Start-ups and Emotional Debt - SandB0x
http://www.evanmiller.org/start-ups-and-emotional-debt.html

======
4ydx
I have worked at a "startup" for 6 years where I have been, primarily, the
only developer. It has been extremely taxing to say the least. I started in my
early thirties. Sometimes I feel like a fool. Sometimes I worry about what I
will do next. I do hope to never again have this similar experience of being
the only one doing all of the truly hard (and it is hard) labor of creating a
system when the reward is little more than a paycheck. I wasn't a founder, but
I often think that the workload I have received is nothing short of one.

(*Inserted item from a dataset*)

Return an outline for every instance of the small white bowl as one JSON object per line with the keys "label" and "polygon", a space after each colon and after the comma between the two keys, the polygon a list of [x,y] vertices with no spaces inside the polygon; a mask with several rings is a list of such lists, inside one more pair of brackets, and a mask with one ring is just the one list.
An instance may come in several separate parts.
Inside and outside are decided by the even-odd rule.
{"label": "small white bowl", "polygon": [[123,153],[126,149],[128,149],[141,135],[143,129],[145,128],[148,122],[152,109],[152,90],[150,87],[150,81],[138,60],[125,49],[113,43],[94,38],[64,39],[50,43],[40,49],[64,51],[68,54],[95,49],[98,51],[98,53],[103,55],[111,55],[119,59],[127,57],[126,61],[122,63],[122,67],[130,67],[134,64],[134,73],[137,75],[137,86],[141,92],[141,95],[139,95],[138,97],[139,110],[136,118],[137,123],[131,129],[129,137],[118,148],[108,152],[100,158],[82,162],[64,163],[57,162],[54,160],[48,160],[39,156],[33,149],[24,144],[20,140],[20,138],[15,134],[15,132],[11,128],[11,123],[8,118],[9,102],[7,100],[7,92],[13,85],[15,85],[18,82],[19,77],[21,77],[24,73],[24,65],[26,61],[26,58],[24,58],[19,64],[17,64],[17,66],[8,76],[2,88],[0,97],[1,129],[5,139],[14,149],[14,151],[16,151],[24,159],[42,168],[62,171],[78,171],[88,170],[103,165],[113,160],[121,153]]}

If anything, I think it isn't the experience of a startup that is terrible so
much as the emotional burnout that often seems to result from being in one. I
think everybody in their youth should experience it just to see how far they
can go. I would only recommend that they don't do it in a situation where they
are the only one steering the ship :) It can lead to lots of sleepless nights
and tremendous amounts of pressure, but I would imagine that sharing the load
with a couple other people would make it a lot more "fun" as well as providing
all of the educational benefits available for participating. Nothing is better
for developing your style as a programmer than having to program a lot over a
long period of time. There are more opportunities to make mistakes in a
startup which means there are more opportunities to learn. I would say it is
far better than a corporate environment, which I have also had the pleasure of
working in.

------
rcarrigan87
I agree start-ups have become in vogue recently and many young, impressionable
20 somethings (myself included) get caught in the Tech Crunch celebrity of it
all, but the person you're describing is exactly the kind of person doing
start-ups for the wrong reasons.

Start with your passion and build a business around it. If the business end
never works out, at least you got to work on something you really enjoy.

Much harder said than done. Many people don't know what they're truly
passionate about until their 30-40s.